Talk among the older generation in the square is that Italy is being swept by a second wave of emigration, with young people leaving, or having already left, in increasing numbers over the past three years. There is a 40 per cent unemployment rate among young adults. For professionals, the desire to leave is fuelled by an apparent cultural stigma which is attached to doing any other job than the one you’ve been trained for. Better to leave the country for a job - any job - say the people I’ve spoken to, than become known as the dishwashing architect at home.
‘Italy is a beautiful country, but it’s too sad now,’ one local said. Italians are normally defiant and full of political argument, but the fight seems to have gone out of the people here. The bleak mood is accompanied by bleak numbers - Italy’s public debt rose to 133 per cent of GDP in the second quarter of 2013 - the second highest in the Eurozone, better only than Greece.
The personal stories that I’ve heard this week stand in stark contrast to what I’ve heard of late among architects in London, where several offices are recruiting permanent staff in substantial numbers.

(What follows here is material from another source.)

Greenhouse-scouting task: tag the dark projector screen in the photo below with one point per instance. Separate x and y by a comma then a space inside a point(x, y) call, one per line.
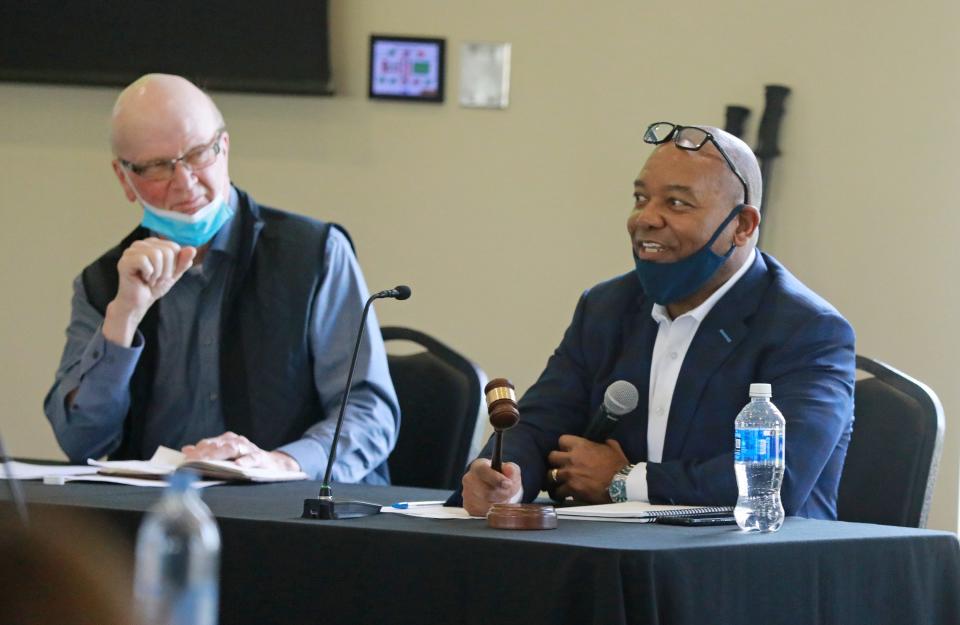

And in Manchester two weeks ago at the AJ100 lunch, several practices told me things were looking up. I still hear from smaller practices that have too little work on the books. Since the recovery seems largely dependent on a booming house market and foreign capital investment, it’s hard to feel certain that the clouds over the UK are all silver-lined. Still, there is a sense of optimism in the air once more.
I flew out before the arrival of St Jude’s ferocious wind and the travel chaos that ensued. But from here it seems the UK is more of a shelter in Europe than I thought.